|Muted greys, cloudy whites and
blush tones dominated the collection.
With the likes of Prada, Max Mara and Zilli sponsoring art collections and Louis Vuitton and Hermès employing artists to design handbags and scarves, the relationship between high fashion and high art has long been close. On June 12, it became even tighter, with the exhibition of Salvatore Ferragamo's Cruise collection at the Louvre in Paris.
Although the Jardin des Tuileries, the long stretch of park next to the Louvre, is thick with white show tents every Paris Fashion Week, this was the first time the museum itself had opened its doors to a commercial fashion activity. Given the museum's financial situation, it's not surprising.
Although the Louvre is owned by the French government, in 2003, the museum was required to generate more funds independently for projects. By 2006, government funding dropped from 75 to 62 per cent of its total budget, and perhaps as a consequence, in 2007 the Louvre made a controversial deal with Abu Dhabi to open a branch there (work on the project was temporarily suspended, but has now resumed).
With a constant need to refill its coffers, having corporate sponsors for specific exhibitions became another means of generating funds for the vast cultural vault. The House of Salvatore Ferragamo made its contribution here as the exclusive sponsor of the recent exhibition celebrating the renovation of Leonardo da Vinci's last great masterpiece, The Virgin and Child with Saint Anne.
The muted, classical colours of the da Vinci work seemed to influence Ferragamo's head designer, Massimiliano Giornetti: models strutted down the quarter mile long catwalk in silvery grey crocheted dresses, slim, cloudy white trousers, blush-toned, fringed shifts and python boots and sandals in the same hues.

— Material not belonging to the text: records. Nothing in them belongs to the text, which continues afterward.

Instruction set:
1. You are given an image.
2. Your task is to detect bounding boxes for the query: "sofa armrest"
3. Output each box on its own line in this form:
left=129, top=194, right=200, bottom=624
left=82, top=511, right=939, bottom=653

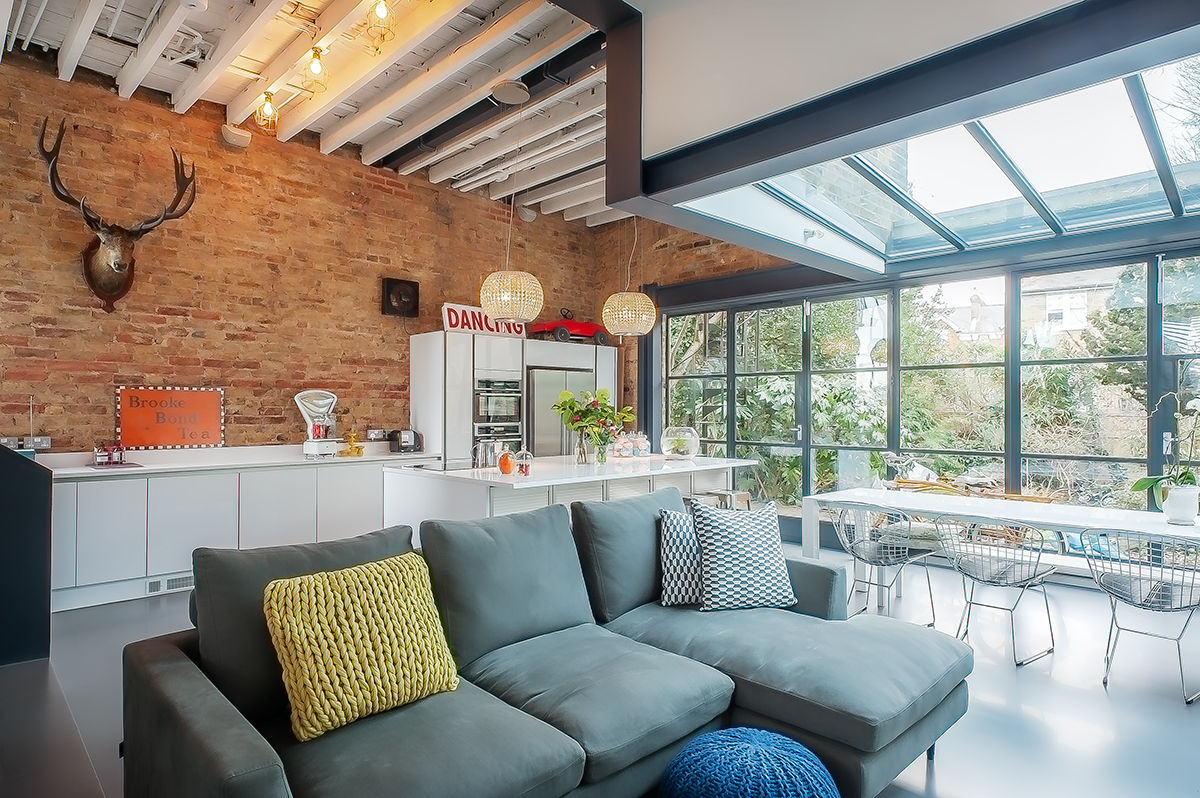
left=123, top=629, right=292, bottom=798
left=785, top=556, right=848, bottom=621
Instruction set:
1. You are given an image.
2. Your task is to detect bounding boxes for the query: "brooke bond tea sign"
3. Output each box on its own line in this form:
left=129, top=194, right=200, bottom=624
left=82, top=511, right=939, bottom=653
left=441, top=303, right=526, bottom=338
left=117, top=386, right=225, bottom=449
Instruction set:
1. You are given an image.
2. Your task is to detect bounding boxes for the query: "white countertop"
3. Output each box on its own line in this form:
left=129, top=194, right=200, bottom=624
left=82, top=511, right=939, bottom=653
left=38, top=443, right=440, bottom=480
left=387, top=455, right=756, bottom=489
left=805, top=487, right=1200, bottom=537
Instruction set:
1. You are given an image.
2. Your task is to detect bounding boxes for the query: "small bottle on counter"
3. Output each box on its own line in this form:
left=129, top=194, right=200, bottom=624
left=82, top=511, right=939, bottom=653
left=514, top=448, right=533, bottom=477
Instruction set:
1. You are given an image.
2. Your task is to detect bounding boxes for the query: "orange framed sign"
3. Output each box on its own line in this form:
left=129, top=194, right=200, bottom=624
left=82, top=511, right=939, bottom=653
left=116, top=386, right=225, bottom=450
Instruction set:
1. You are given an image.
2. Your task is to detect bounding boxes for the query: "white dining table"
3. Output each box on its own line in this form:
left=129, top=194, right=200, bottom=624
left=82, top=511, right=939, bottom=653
left=799, top=487, right=1200, bottom=559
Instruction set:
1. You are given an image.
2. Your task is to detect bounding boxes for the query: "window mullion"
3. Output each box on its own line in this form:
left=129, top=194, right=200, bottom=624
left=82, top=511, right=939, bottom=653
left=1006, top=271, right=1022, bottom=494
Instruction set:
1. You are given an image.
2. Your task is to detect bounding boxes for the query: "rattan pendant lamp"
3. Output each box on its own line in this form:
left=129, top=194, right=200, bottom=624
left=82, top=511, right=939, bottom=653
left=602, top=217, right=657, bottom=336
left=480, top=195, right=544, bottom=323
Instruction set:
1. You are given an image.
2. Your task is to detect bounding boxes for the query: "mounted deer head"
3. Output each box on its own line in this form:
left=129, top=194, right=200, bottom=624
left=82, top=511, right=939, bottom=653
left=37, top=118, right=197, bottom=313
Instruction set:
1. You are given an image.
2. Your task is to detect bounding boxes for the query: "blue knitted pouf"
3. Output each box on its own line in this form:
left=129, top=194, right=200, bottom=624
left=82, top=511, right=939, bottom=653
left=660, top=727, right=840, bottom=798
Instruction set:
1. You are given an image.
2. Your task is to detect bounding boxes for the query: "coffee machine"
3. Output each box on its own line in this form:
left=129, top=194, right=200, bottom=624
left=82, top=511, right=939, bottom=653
left=294, top=390, right=341, bottom=458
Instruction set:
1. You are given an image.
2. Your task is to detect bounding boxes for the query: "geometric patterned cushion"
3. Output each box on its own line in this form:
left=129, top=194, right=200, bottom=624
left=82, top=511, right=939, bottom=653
left=660, top=508, right=702, bottom=606
left=691, top=501, right=797, bottom=611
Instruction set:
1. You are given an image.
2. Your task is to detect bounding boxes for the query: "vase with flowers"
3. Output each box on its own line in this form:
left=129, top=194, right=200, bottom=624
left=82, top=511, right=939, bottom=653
left=551, top=388, right=635, bottom=464
left=1133, top=390, right=1200, bottom=525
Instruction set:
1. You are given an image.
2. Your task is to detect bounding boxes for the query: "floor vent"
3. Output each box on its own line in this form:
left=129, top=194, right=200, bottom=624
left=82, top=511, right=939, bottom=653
left=145, top=574, right=195, bottom=595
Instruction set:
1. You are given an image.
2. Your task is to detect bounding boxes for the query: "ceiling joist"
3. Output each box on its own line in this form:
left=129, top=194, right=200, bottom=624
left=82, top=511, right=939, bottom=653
left=56, top=0, right=106, bottom=80
left=172, top=0, right=293, bottom=113
left=274, top=0, right=476, bottom=142
left=396, top=64, right=605, bottom=175
left=515, top=163, right=604, bottom=205
left=489, top=138, right=603, bottom=198
left=225, top=0, right=373, bottom=124
left=357, top=11, right=592, bottom=164
left=451, top=123, right=604, bottom=192
left=539, top=179, right=605, bottom=214
left=586, top=208, right=630, bottom=227
left=428, top=81, right=604, bottom=183
left=0, top=0, right=13, bottom=64
left=562, top=196, right=608, bottom=222
left=321, top=0, right=547, bottom=154
left=116, top=0, right=194, bottom=98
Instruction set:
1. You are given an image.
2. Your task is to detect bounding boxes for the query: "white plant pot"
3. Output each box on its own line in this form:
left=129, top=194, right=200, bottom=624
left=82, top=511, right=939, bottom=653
left=1162, top=485, right=1200, bottom=526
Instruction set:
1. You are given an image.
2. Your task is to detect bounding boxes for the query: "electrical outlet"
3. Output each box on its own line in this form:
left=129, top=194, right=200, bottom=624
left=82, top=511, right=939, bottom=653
left=22, top=436, right=51, bottom=451
left=0, top=437, right=19, bottom=449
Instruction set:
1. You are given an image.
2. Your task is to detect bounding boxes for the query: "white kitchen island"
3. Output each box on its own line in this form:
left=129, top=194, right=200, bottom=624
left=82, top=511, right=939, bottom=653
left=384, top=455, right=755, bottom=543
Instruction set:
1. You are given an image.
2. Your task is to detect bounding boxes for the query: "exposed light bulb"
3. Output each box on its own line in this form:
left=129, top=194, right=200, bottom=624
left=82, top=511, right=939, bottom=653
left=309, top=51, right=323, bottom=75
left=373, top=0, right=388, bottom=19
left=262, top=100, right=275, bottom=115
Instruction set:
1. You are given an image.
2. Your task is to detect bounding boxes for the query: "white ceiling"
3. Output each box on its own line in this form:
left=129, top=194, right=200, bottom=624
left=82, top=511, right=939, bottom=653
left=1, top=0, right=628, bottom=226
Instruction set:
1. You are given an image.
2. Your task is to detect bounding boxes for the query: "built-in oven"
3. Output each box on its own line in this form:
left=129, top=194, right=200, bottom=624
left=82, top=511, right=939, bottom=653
left=474, top=378, right=522, bottom=425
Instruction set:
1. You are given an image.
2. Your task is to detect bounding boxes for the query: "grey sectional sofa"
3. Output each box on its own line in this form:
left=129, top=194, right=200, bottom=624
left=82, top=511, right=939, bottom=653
left=123, top=487, right=972, bottom=798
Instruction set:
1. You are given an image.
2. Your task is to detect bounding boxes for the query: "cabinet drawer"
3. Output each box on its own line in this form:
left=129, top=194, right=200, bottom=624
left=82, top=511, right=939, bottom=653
left=51, top=482, right=78, bottom=589
left=490, top=487, right=551, bottom=516
left=148, top=473, right=239, bottom=575
left=605, top=477, right=652, bottom=501
left=240, top=469, right=317, bottom=549
left=550, top=482, right=605, bottom=507
left=317, top=464, right=384, bottom=542
left=76, top=478, right=148, bottom=586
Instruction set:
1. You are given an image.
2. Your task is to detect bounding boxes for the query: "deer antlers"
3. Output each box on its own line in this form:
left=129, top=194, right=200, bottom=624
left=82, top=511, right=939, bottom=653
left=36, top=117, right=197, bottom=238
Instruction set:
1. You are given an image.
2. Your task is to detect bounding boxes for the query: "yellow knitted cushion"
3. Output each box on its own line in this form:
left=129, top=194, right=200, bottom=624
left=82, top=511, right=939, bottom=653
left=262, top=552, right=460, bottom=741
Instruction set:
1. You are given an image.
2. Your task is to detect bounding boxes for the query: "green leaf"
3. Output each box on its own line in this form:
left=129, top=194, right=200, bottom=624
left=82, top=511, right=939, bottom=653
left=1131, top=475, right=1168, bottom=492
left=556, top=390, right=573, bottom=402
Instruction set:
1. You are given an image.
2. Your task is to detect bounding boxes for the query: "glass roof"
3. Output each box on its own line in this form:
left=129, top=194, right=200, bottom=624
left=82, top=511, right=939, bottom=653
left=679, top=51, right=1200, bottom=273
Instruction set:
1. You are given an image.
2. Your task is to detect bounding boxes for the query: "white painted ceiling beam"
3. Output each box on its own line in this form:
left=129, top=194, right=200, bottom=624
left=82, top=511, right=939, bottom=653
left=586, top=208, right=631, bottom=227
left=357, top=12, right=592, bottom=164
left=451, top=123, right=604, bottom=192
left=539, top=180, right=604, bottom=214
left=56, top=0, right=106, bottom=79
left=489, top=139, right=604, bottom=199
left=172, top=0, right=293, bottom=113
left=0, top=0, right=13, bottom=64
left=116, top=0, right=195, bottom=99
left=562, top=197, right=608, bottom=222
left=396, top=65, right=605, bottom=175
left=428, top=82, right=604, bottom=183
left=322, top=0, right=545, bottom=154
left=225, top=0, right=372, bottom=124
left=515, top=164, right=604, bottom=205
left=274, top=0, right=474, bottom=142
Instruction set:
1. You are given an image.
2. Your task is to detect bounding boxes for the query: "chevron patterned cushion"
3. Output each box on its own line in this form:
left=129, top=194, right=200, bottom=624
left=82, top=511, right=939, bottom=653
left=691, top=502, right=797, bottom=611
left=660, top=508, right=703, bottom=606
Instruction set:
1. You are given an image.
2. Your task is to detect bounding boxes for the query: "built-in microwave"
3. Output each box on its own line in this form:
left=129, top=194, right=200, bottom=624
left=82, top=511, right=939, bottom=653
left=474, top=378, right=522, bottom=425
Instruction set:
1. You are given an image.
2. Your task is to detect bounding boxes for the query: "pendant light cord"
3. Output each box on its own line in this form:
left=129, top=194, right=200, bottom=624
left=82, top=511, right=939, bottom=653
left=504, top=194, right=515, bottom=271
left=624, top=217, right=638, bottom=291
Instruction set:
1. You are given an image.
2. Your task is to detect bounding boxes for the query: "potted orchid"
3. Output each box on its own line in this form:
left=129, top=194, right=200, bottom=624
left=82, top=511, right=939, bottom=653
left=1133, top=393, right=1200, bottom=525
left=551, top=388, right=635, bottom=464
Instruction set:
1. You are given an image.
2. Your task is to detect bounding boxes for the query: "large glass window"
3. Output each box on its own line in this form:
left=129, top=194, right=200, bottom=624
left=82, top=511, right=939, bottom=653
left=1162, top=255, right=1200, bottom=355
left=1019, top=265, right=1148, bottom=507
left=666, top=312, right=728, bottom=454
left=810, top=295, right=889, bottom=493
left=899, top=276, right=1006, bottom=482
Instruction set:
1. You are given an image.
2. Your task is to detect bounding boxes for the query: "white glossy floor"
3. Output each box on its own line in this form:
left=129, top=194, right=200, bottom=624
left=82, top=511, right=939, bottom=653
left=50, top=550, right=1200, bottom=798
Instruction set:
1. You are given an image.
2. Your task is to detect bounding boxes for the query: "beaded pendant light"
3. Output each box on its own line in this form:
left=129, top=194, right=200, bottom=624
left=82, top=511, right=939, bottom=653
left=602, top=218, right=657, bottom=336
left=480, top=197, right=544, bottom=323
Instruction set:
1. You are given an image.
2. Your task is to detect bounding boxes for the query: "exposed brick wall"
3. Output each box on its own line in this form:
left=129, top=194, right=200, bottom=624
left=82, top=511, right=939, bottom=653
left=0, top=53, right=597, bottom=451
left=592, top=217, right=790, bottom=412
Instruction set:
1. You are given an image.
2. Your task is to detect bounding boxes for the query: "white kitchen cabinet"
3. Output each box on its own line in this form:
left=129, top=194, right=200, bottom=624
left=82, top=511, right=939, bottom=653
left=147, top=473, right=239, bottom=575
left=239, top=468, right=317, bottom=549
left=524, top=339, right=596, bottom=370
left=445, top=332, right=475, bottom=469
left=76, top=478, right=148, bottom=586
left=474, top=335, right=523, bottom=375
left=51, top=482, right=77, bottom=589
left=317, top=464, right=384, bottom=542
left=596, top=345, right=618, bottom=397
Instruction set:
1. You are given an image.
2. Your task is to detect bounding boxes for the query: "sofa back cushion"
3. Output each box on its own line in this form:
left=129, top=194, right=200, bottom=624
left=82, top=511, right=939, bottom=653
left=421, top=504, right=594, bottom=667
left=192, top=526, right=413, bottom=724
left=570, top=488, right=686, bottom=622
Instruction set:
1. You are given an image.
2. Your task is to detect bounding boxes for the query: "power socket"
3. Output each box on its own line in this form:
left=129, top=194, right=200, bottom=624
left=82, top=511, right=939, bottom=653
left=0, top=437, right=19, bottom=449
left=22, top=436, right=51, bottom=451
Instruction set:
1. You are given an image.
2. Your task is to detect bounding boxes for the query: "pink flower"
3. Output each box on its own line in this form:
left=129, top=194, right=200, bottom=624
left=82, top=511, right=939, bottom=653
left=573, top=415, right=580, bottom=422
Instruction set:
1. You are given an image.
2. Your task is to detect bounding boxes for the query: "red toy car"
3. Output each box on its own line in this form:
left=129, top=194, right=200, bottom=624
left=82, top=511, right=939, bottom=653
left=528, top=308, right=610, bottom=346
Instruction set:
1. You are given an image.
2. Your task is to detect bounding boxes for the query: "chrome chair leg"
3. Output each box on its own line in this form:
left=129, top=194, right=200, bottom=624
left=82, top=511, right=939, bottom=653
left=956, top=578, right=974, bottom=641
left=1011, top=583, right=1054, bottom=667
left=922, top=561, right=937, bottom=629
left=1102, top=598, right=1119, bottom=688
left=1176, top=609, right=1199, bottom=705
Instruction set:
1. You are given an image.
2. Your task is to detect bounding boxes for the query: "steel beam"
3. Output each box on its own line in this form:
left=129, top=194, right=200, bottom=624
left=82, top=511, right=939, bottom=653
left=965, top=120, right=1066, bottom=236
left=1125, top=73, right=1185, bottom=217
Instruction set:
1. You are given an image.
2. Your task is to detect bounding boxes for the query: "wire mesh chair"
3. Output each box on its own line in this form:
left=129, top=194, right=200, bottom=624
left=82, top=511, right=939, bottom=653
left=833, top=503, right=936, bottom=627
left=1079, top=530, right=1200, bottom=704
left=935, top=515, right=1056, bottom=666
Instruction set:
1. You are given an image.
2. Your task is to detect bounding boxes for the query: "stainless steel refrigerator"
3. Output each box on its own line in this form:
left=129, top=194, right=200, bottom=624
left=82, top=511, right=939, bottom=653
left=527, top=368, right=596, bottom=457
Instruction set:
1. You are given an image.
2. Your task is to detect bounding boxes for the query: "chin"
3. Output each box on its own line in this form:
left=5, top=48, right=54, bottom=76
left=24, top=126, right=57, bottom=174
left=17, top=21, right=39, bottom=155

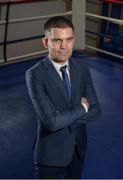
left=60, top=58, right=68, bottom=63
left=59, top=55, right=70, bottom=61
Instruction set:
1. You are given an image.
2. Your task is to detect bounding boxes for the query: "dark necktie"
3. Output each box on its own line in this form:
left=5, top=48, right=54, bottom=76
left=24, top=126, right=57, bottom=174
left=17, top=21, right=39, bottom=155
left=60, top=65, right=71, bottom=98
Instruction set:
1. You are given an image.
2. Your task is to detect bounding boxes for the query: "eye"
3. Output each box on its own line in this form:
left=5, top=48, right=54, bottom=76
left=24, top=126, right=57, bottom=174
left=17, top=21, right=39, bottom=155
left=52, top=39, right=62, bottom=43
left=67, top=37, right=74, bottom=42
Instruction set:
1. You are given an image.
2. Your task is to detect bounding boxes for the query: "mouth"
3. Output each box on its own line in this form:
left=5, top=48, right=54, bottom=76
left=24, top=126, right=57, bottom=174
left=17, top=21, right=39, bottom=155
left=59, top=52, right=69, bottom=55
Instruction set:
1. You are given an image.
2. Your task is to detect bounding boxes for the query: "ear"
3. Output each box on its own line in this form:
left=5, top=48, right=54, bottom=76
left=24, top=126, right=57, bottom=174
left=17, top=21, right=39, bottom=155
left=42, top=37, right=48, bottom=49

The entire collection was in stark contrast to the flashy colours and splashy patterns shown last year by the house.
Aiming to more closely link fashion and art, Ferragamo invited guests, including Frida Pinto, Hilary Swank and the ubiquitous Chinese actress Fan Bingbing, to a private viewing of the da Vinci exhibit before the catwalk show began. In an interview with The Wall Street Journal, Giornetti articulated the connection between clothing design and art: "I think of fashion as a live form of art, bringing to life artisanal tradition," he stated. But the designer also emphasised that the Louvre show was an opportunity to express connections between art, history and Italian heritage, particularly "the artistic and artisan traditions of Tuscany."
A family business for generations, Ferragamo has always kept its eye on the future, and is recognised in the industry for its forward thinking. To wit: it was one of the first fashion houses to recognise the importance of the emerging Asian markets, and was a retailing pioneer there; others eagerly and rapidly followed. Could the same hold true for catwalk venues? Dior Couture at the Uffizi? Prada F/W at the Tate? Don't be surprised if art soon gets far more fashionable.